Young Marmosets Learn Not to Interrupt

A pair of black-tufted marmosets. Image Credit: Miguelrangeljr via Wikimedia Commons // CC BY-SA 3.0

Human children aren’t the only primates that are eager to interrupt their parents’ conversations. Baby marmosets do it, too.

Learning to take turns in conversation is an important aspect in the evolution of communication, scientists from the University of California, San Diego argue in a new study. You can’t understand what someone else is saying if you can’t hear them, after all. 

Similar to polite humans, the common marmoset—a pocket-sized monkey species native to Brazil—doesn’t make noise when one of its brethren is talking. But just like in people, this behavior isn’t automatic: it has to be learned in childhood. 

Researchers from UCSD’s Cortical Systems and Behavior Laboratory studied the vocalization patterns of 10 young marmosets (five pairs of twins) and two sets of parents over the first year of the infants’ lives, recording the “conversations” the juvenile marmosets had with their parents when they couldn’t see each other. In the wild, marmosets keep in contact through high-pitched “phee” calls when they are separated

The elder marmosets guided the behavior of their young by responding when they made the right vocalization, and ignoring them when they did something uncouth. When the young marmosets interrupted their parents’ calls, their parents would simply not respond for several seconds, teaching them that that behavior was inappropriate in that context. If the marmosets did not interrupt, they were more likely to receive a response to their call.

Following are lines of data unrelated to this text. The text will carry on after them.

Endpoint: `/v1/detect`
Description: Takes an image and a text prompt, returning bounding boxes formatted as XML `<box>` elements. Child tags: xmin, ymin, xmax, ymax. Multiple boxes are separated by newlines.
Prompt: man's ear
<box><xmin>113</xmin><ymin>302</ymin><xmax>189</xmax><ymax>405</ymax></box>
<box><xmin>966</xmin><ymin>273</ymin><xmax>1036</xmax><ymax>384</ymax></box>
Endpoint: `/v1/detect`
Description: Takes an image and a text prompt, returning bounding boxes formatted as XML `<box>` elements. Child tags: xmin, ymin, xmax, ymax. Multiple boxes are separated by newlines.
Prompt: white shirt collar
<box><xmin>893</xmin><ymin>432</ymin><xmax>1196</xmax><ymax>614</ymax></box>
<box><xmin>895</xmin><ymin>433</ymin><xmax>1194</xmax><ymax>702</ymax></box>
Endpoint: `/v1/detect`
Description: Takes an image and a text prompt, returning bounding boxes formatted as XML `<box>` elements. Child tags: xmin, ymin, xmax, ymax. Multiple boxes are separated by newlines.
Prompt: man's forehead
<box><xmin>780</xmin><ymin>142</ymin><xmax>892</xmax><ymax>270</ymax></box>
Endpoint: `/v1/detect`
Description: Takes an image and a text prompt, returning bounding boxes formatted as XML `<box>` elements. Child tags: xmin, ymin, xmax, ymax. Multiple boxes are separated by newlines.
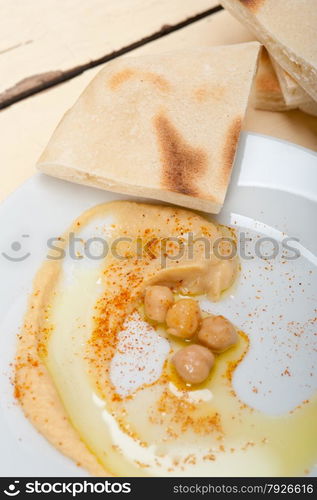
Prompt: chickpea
<box><xmin>172</xmin><ymin>344</ymin><xmax>215</xmax><ymax>384</ymax></box>
<box><xmin>144</xmin><ymin>285</ymin><xmax>174</xmax><ymax>323</ymax></box>
<box><xmin>166</xmin><ymin>299</ymin><xmax>200</xmax><ymax>339</ymax></box>
<box><xmin>198</xmin><ymin>316</ymin><xmax>238</xmax><ymax>353</ymax></box>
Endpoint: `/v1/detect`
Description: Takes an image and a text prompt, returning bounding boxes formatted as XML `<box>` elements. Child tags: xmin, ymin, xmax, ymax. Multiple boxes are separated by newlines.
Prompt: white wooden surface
<box><xmin>0</xmin><ymin>0</ymin><xmax>219</xmax><ymax>101</ymax></box>
<box><xmin>0</xmin><ymin>5</ymin><xmax>317</xmax><ymax>200</ymax></box>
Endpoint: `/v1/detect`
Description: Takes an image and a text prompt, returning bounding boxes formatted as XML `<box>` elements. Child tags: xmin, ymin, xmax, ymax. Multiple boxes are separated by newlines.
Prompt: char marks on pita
<box><xmin>154</xmin><ymin>113</ymin><xmax>208</xmax><ymax>196</ymax></box>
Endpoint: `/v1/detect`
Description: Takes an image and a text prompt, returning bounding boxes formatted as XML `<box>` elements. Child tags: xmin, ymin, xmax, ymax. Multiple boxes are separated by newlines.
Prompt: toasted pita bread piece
<box><xmin>253</xmin><ymin>49</ymin><xmax>297</xmax><ymax>111</ymax></box>
<box><xmin>37</xmin><ymin>42</ymin><xmax>260</xmax><ymax>213</ymax></box>
<box><xmin>271</xmin><ymin>57</ymin><xmax>317</xmax><ymax>107</ymax></box>
<box><xmin>220</xmin><ymin>0</ymin><xmax>317</xmax><ymax>101</ymax></box>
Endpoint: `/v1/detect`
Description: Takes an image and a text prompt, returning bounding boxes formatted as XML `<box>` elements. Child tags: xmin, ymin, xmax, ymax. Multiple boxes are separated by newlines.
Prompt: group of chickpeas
<box><xmin>144</xmin><ymin>285</ymin><xmax>238</xmax><ymax>384</ymax></box>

A common marmoset. Image Credit:  Leszek Leszczynski via Wikimedia Commons // CC BY 2.0 

“When a parent produces a vocal response to their child, it provides a potential positive reinforcement, affirming an interest in continuing the vocal exchange,” the researchers write. “The absence or delay of a response would, therefore, communicate that the behavior of the offspring was not appropriate.”

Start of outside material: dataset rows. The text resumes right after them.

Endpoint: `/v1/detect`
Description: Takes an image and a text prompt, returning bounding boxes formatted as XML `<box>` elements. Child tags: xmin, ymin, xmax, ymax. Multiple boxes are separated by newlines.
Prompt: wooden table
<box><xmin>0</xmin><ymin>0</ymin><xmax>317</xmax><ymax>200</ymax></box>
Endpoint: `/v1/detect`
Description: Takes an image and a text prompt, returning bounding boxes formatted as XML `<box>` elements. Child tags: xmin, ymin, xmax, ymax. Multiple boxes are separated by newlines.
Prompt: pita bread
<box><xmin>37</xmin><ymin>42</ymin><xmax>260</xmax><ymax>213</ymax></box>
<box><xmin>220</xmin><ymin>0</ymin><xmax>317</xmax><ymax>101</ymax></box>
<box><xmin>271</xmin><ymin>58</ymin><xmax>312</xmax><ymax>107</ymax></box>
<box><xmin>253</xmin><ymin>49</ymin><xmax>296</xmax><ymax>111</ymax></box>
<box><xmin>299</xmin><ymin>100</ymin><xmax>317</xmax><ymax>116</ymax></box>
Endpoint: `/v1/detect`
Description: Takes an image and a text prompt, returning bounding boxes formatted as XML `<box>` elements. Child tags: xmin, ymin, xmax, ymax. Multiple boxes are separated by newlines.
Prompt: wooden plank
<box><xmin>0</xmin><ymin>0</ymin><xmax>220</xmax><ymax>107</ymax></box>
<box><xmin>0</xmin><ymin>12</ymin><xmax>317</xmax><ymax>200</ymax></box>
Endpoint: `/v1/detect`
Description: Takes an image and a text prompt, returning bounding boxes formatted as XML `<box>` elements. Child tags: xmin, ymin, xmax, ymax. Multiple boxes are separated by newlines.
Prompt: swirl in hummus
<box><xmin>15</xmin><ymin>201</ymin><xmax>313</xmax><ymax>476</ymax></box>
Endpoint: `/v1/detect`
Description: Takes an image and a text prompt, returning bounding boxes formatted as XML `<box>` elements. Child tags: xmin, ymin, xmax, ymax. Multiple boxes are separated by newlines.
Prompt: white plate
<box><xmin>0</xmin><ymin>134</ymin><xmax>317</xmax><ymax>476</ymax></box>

Furthermore, if the young marmosets produced the wrong sound (not a “phee” vocalization) for the context, their parents were more likely to interrupt them, seemingly a corrective measure.

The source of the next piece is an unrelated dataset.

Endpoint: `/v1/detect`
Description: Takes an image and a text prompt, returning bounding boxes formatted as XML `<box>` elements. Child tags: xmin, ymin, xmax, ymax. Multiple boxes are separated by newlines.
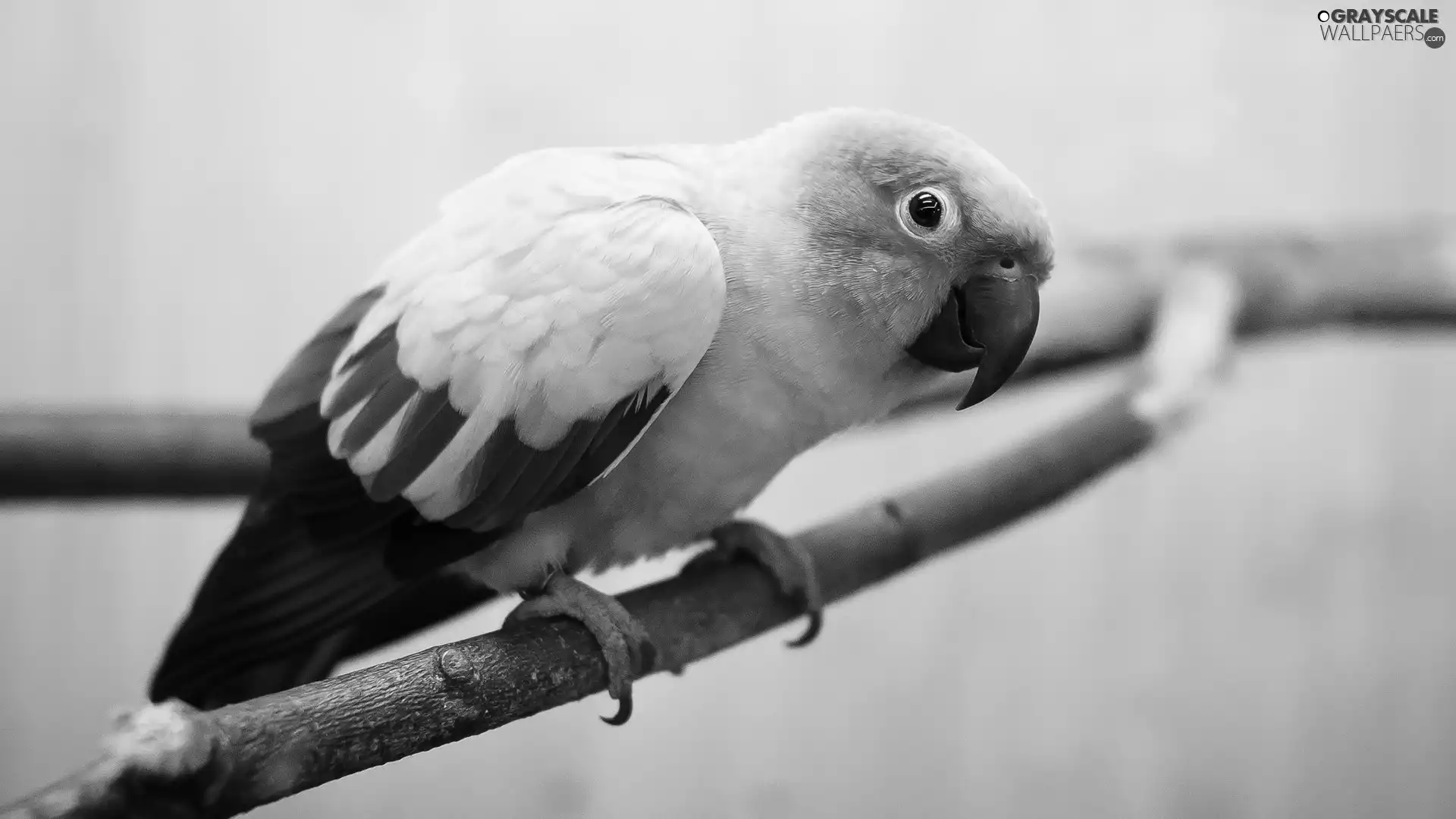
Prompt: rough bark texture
<box><xmin>0</xmin><ymin>220</ymin><xmax>1456</xmax><ymax>498</ymax></box>
<box><xmin>0</xmin><ymin>268</ymin><xmax>1238</xmax><ymax>819</ymax></box>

Interestingly, young marmosets were significantly more likely to interrupt their father than their mother, though there’s not a clear explanation for why. Furthermore, the young marmosets’ “conversations” with their siblings didn’t change as much over time as their vocalizations with their parents did, suggesting that the primates tailor their voices to the social context.

The researchers were unable to distinguish whether the marmoset parents were aware that they were actively teaching their offspring proper behavior, or if they were exhibiting normal behavior that happened to direct social learning.